Dalam perikop yang kita baca hari ini, ada seorang pemilik kebun anggur yang menyewakan lahannya kepada para penggarap, yang kemudian tidak mau menyerahkan hasil kebun, bahkan memukuli setiap utusan dari pemilik kebun anggur itu, termasuk membunuh anak dari pemilik kebun. Perumpamaan ini sedang menceritakan mengenai Allah yang memiliki umat-Nya, yaitu bangsa Israel (kebun anggur) dan dipercayakan kepada para pemimpin (para penggarap) untuk digembalakan. Namun, yang terjadi adalah para pemimpin Israel seringkali tidak memimpin mereka dalam jalan Allah, tidak mau mendengar suara Allah, menganiaya para nabi utusan Allah, dan bahkan akan membunuh Kristus sebagai Anak Allah.
Apa masalah dari mereka yang menolak suara dan utusan Allah? Hati yang keras menghalangi mereka untuk meresponi apa yang diinginkan Allah. Dalam konteks perikop, para pemimpin itu, yang tersinggung atas apa yang Tuhan Yesus sampaikan, menganggap teguran Tuhan Yesus sebagai ancaman bagi kendali dan otoritas mereka. Mereka tidak lagi dapat mengenali apa yang disampaikan Firman Tuhan dan menolak Yesus yang datang sebagai Mesias. Namun mereka keliru, Yesus Kristus yang ditolak mereka adalah batu penjuru. Rencana keselamatan Allah tidak berhenti hanya karena para pemimpin itu menolak Kristus.
Para pemimpin tersebut lupa jika mereka hanyalah “penatalayan” dari Allah untuk membawa umat menghasilkan buah rohani bagi Allah. Mereka malahan menghalangi umat untuk datang kepada Kristus, Sang batu penjuru tersebut, dengan membebani mereka dengan segala aturan dan hukum yang jauh dari anugerah Tuhan.

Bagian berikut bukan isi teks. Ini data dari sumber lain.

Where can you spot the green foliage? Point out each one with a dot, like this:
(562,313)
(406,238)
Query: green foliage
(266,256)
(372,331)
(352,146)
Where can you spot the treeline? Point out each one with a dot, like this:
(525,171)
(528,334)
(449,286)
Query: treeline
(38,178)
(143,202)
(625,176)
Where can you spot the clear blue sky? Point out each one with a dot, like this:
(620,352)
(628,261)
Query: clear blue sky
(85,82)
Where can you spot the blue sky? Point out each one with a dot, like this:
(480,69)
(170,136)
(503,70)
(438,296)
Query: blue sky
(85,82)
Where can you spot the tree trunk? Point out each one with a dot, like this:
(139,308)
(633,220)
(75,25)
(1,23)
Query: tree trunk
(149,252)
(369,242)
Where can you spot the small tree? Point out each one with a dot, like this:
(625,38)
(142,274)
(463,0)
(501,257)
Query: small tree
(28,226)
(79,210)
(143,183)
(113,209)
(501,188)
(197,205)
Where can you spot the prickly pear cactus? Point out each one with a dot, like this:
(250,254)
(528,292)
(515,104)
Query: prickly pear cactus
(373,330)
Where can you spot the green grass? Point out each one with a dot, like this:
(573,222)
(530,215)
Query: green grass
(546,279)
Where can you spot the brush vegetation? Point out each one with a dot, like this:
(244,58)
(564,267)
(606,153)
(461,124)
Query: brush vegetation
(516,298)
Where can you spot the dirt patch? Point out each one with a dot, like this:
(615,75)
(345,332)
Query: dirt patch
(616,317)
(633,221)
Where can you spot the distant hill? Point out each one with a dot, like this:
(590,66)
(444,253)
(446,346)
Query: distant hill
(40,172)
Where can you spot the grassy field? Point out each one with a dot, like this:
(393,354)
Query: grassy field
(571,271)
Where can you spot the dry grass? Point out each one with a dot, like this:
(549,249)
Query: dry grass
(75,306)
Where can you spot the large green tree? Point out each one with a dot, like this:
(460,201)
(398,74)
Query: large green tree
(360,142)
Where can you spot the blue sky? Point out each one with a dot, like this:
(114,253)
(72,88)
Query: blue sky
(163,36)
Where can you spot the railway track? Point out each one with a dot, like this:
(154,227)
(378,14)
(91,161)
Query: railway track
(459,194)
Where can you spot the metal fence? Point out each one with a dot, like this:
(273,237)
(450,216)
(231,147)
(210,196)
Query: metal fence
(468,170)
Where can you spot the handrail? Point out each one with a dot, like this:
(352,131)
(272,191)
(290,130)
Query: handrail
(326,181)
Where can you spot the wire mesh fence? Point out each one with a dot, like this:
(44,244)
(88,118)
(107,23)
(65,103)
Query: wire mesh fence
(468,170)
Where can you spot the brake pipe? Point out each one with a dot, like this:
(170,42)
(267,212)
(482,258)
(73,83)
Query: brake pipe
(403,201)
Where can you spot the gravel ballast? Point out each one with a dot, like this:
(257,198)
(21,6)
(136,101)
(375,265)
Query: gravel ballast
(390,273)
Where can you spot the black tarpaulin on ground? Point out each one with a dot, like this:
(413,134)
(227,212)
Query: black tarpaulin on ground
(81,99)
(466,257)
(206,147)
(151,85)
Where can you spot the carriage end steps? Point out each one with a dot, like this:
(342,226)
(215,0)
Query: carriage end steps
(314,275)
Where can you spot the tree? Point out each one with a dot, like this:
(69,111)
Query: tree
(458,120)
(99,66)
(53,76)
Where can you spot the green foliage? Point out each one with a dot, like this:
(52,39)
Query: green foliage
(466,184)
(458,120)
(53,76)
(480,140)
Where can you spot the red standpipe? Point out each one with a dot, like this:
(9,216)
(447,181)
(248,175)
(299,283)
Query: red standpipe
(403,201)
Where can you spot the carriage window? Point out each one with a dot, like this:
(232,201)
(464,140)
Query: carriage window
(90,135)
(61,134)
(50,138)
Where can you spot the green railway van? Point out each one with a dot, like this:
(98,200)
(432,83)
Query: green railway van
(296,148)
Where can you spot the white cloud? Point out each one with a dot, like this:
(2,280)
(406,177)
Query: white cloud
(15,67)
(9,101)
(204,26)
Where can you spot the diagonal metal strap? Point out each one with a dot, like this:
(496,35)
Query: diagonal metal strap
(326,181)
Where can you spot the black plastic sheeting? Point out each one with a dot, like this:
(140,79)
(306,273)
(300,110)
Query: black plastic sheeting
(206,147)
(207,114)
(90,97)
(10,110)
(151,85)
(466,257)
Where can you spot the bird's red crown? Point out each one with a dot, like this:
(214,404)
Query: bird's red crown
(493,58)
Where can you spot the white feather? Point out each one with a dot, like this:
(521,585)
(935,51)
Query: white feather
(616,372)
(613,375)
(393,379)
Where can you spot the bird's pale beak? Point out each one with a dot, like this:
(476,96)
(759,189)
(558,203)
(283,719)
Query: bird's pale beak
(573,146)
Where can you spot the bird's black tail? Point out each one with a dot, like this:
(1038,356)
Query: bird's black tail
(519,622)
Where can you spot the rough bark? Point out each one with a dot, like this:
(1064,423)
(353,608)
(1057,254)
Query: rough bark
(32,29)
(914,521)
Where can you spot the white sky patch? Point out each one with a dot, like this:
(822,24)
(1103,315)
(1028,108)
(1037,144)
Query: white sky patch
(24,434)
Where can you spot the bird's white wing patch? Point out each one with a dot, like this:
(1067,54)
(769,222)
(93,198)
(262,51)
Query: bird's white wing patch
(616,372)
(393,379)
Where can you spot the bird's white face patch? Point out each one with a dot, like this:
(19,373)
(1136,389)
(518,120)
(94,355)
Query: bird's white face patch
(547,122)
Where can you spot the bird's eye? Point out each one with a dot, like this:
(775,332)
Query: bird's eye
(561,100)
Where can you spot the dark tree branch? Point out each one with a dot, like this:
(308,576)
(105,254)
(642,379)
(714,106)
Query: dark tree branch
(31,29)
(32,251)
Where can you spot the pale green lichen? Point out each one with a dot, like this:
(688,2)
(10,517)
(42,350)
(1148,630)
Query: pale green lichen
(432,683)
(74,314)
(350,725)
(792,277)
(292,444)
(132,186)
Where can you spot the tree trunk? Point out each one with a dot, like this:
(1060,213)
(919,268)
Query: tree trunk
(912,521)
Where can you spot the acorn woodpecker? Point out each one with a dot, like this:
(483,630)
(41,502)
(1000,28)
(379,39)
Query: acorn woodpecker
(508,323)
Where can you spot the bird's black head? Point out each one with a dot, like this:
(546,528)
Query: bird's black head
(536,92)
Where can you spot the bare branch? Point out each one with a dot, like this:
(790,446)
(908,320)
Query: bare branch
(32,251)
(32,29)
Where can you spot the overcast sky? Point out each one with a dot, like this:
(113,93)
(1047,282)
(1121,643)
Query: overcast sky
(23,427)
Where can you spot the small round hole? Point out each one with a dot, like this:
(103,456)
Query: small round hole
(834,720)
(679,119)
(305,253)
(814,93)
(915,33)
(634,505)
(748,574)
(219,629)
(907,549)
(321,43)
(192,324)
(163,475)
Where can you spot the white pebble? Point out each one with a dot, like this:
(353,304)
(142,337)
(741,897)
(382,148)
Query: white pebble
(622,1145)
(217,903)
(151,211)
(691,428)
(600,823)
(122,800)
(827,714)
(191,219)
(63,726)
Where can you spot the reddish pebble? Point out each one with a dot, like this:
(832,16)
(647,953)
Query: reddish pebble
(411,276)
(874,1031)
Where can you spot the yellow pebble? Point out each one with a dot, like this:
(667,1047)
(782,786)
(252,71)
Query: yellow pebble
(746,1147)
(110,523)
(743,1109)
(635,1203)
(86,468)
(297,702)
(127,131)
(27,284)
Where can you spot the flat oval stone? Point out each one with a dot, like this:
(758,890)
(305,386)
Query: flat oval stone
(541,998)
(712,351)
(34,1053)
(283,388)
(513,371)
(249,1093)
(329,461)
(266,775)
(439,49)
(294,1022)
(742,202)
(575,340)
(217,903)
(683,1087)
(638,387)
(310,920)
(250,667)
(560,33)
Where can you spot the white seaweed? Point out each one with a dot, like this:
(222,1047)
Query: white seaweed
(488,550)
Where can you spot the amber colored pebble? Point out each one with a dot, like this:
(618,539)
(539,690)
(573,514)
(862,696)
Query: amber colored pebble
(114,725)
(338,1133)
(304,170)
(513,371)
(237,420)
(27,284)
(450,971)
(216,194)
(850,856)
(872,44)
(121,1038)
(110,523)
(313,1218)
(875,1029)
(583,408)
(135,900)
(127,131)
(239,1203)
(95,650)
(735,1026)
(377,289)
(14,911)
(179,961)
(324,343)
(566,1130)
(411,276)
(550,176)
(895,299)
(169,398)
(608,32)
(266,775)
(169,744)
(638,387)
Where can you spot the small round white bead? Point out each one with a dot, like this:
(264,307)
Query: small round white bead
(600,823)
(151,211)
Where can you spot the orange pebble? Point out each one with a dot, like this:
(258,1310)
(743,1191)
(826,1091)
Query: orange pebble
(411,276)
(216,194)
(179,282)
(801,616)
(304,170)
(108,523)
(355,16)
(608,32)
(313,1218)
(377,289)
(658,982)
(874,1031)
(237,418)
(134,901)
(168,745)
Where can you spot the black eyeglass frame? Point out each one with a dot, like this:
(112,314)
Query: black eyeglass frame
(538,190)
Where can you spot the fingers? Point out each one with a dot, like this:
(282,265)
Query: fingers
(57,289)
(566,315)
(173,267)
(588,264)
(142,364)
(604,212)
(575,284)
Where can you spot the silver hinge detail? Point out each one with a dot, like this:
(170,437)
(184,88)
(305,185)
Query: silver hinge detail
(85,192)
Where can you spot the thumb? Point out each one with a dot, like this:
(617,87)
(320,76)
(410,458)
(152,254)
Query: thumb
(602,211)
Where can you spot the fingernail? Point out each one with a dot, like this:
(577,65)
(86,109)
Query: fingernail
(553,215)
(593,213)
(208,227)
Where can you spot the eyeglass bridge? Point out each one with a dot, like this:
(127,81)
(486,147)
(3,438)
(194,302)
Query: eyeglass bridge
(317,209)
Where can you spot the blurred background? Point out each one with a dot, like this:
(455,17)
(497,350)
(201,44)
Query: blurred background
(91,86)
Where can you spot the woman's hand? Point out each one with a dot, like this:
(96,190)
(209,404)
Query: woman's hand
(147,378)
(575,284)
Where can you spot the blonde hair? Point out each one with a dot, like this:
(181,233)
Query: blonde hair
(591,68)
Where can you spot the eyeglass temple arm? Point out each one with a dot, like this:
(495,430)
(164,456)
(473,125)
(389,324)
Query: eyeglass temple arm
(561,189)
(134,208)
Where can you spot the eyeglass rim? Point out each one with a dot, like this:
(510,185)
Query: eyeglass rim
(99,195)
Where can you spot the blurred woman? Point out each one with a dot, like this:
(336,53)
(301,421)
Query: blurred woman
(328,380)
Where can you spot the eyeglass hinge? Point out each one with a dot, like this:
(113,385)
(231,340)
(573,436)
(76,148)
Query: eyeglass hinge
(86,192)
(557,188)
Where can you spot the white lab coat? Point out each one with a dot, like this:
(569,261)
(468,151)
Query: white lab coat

Respons kita sekarang adalah mengingat diri kita adalah para “penatalayan” Allah yang perlu menghasilkan buah rohani berdasarkan iman kita yang diletakkan di atas batu penjuru, yaitu Kristus. Janganlah kita membangun hidup di atas dasar kekuasaan atau kehendak pribadi, melainkan di atas dasar Kristus. Beriman kepada Kristus berarti kita mau meletakkan segala kehendak, hati, dan setiap kendali hidup kita kepada-Nya saja.